The rest of Tuesday was absolutely awful. I worked on some very simple tasks on the computer, ate a pasta lunch, and then felt an overwhelming tightness in my chest. The air quality was terrible again, and I wondered if the air wasn’t circulating properly in the building. I tried drinking more fluids, went into the bathroom to splash cold water on my face, walked out of my office and put my legs on the wall of the group exercise room to focus on breathing, and when none of those worked, I stepped outside. My chest felt tight, it was tough to breathe, I felt dizzy, my legs felt loose and unstable, and I couldn’t focus my eyes on anything ahead of me. An employee that frequents our gym and always seemed like a jolly guy happened to be walking outside at that moment, and I was struggling to tell him what was happening to me. He was telling me to breathe, it’s probably anxiety. He sat with me in the main lobby for a few minutes, then fetched another employee I trusted since my manager was working from home that day. The corporate real estate landlord said she’d come sit with me in the mother’s suite so I could have some privacy during this minor emergency, so I had my feet up on a recliner and she gently asked about my wellbeing. I said I wasn’t sure at what point we’d call for medical assistance, but this seemed to calm me down a little bit. What was confusing is that my life was going well, even when the national news put doom in my brain. She sat with me and made me laugh a bit and I let my tears calm my body down. It took about an hour and a half to get myself in a place where I was calm enough to get my things from my office and drive home safely. The anxiety/panic attack took so much out of me, and when I got home early I just lay down on the couch.

After the previous day’s episode, I forced myself to take a rest day from working out at all. I worked from home, because I felt too nervous to drive the hour and a half to the office on such low energy and lingering anxiety. I had to miss helping out at our CPR Lifesaver Day, and the irony of the event was not lost on me. During that anxiety attack, my mind worried that if I fainted or went unconscious for some reason that no other employees would know CPR to help me. I took walking breaks to step away from my computer, but I still felt burnt out. I felt a migraine coming on, and it eventually poured outside so this was the perfect day to feel under the weather. I fell asleep quite early that night.

I didn’t want to overdo it on the caffeine on Thursday, so I only had one cup of coffee in the morning and had trouble finishing half a bagel. My appetite had been off since Tuesday, so I had to take it easy.
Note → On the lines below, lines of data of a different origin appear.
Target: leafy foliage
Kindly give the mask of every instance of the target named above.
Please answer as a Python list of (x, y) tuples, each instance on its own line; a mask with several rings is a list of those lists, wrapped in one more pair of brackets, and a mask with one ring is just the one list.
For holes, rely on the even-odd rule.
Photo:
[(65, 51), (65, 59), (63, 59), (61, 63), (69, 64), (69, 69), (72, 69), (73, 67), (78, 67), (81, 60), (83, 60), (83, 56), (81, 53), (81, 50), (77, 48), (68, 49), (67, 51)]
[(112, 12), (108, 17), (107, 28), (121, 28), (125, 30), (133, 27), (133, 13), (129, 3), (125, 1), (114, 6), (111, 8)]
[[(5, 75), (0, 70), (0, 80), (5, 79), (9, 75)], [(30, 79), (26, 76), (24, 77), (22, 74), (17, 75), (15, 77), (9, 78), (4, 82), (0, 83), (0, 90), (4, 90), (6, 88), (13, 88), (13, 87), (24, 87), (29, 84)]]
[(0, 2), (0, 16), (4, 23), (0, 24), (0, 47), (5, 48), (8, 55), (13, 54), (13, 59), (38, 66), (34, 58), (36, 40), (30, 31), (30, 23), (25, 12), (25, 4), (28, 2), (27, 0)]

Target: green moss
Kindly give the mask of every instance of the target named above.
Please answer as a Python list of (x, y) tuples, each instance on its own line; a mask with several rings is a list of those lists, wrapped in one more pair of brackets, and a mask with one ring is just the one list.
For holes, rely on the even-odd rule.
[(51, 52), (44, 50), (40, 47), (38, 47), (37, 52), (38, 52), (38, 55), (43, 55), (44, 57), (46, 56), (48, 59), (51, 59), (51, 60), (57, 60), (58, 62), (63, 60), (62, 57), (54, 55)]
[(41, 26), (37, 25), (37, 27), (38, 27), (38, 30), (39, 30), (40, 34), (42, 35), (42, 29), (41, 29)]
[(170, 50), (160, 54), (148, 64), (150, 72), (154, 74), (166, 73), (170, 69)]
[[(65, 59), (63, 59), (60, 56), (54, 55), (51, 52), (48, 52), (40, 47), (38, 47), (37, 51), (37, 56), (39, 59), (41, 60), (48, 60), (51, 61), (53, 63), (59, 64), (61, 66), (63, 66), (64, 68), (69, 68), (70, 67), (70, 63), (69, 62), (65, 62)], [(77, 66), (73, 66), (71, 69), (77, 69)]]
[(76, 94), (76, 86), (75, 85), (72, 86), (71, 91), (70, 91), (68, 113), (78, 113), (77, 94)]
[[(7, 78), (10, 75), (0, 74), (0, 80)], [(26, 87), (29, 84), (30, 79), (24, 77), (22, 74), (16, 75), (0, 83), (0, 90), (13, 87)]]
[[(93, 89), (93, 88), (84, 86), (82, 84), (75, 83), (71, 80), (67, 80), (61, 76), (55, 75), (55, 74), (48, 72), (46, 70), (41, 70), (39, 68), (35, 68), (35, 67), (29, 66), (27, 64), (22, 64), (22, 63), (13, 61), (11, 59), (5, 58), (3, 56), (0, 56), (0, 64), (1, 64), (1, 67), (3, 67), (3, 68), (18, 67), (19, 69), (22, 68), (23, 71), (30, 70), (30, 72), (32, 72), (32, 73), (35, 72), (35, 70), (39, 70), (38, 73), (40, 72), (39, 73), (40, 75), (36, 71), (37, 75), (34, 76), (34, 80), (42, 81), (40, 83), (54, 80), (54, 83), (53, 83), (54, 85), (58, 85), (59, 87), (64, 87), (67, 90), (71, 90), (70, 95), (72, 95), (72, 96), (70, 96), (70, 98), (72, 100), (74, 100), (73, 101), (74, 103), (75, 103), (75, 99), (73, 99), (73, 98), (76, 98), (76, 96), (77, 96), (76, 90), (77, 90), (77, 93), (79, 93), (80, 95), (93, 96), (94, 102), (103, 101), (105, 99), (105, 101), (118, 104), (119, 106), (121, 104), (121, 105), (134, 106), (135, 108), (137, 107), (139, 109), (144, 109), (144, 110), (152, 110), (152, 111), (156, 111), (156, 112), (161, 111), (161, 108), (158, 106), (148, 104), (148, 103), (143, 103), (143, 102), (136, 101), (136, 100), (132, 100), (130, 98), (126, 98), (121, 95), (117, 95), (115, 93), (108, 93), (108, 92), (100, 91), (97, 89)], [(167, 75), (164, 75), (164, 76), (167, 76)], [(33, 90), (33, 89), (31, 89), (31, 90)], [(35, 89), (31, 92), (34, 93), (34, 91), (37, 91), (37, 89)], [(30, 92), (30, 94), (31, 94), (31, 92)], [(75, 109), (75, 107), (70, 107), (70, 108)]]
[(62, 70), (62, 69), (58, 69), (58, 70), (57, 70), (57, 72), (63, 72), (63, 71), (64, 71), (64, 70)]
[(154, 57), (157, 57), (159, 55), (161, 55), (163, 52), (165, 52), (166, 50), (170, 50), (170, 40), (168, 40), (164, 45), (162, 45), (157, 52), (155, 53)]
I didn’t have any speed in me, but I did run 10 miles on the hilly Hartshorne Woods Park Battery Loop at a very slow pace. My hamstring was still bothering me a bit at the beginning of the run, then seemed to right itself in the later miles. I ate the other half of my bagel after the run and made a Thai curry soup to help calm my gut with nutrients.
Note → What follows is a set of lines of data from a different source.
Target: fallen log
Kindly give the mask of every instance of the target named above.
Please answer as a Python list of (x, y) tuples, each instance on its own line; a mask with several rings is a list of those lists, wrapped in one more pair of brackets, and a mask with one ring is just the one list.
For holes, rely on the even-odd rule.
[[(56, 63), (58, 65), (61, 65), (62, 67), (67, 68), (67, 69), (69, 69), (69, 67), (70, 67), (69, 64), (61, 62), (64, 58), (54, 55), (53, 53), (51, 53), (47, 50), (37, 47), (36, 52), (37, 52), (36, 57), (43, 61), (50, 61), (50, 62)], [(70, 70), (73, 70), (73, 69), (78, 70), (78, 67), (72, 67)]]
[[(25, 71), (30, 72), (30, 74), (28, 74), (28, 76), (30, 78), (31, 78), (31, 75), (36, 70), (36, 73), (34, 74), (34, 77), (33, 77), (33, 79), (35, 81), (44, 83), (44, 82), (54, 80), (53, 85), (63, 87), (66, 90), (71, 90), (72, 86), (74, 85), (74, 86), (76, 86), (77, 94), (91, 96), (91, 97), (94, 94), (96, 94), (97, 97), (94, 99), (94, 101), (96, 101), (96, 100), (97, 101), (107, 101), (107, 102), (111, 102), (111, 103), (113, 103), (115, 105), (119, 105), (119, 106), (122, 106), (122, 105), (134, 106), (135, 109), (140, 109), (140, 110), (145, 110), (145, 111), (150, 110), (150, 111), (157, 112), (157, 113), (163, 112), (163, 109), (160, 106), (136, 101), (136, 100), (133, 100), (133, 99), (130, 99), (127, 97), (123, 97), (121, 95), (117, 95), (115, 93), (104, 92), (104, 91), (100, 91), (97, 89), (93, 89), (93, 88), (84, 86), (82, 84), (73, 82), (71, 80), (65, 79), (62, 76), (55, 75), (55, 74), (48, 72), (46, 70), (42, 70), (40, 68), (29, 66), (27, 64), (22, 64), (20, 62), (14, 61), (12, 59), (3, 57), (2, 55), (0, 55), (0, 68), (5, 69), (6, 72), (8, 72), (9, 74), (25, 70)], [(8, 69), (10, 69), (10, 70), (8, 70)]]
According to the training plan, I was supposed to do 4 miles easy on Friday and 8 miles easy on Saturday, but I swapped them. I had more time on Friday, and I wanted to run, attend Beach Yoga, and enjoy having another set of friends over on Saturday. It was excessively hot both days, so it took much longer to recover from my 8-miler than I would have liked. The anxiety hit me late afternoon on Friday, and a little bit during lunch with my friends on Saturday. There seemed to be no real pattern to when it would strike, and that was what was so unnerving. I think the crazy heat and extra running was messing with my hormones; these physical reactions were a result of something chemical rather than mental. There’s only so much meditation I could do, and I hoped it was temporary.

I really hated this week in training solely because of this new anxiety I had never felt before in previous training cycles. My total mileage for the week was only 3 miles less than planned. I would have rather run way too much and be exhausted from excessive physical movement than to feel all those anxiety attacks. I had a feeling it would only get worse before it got better.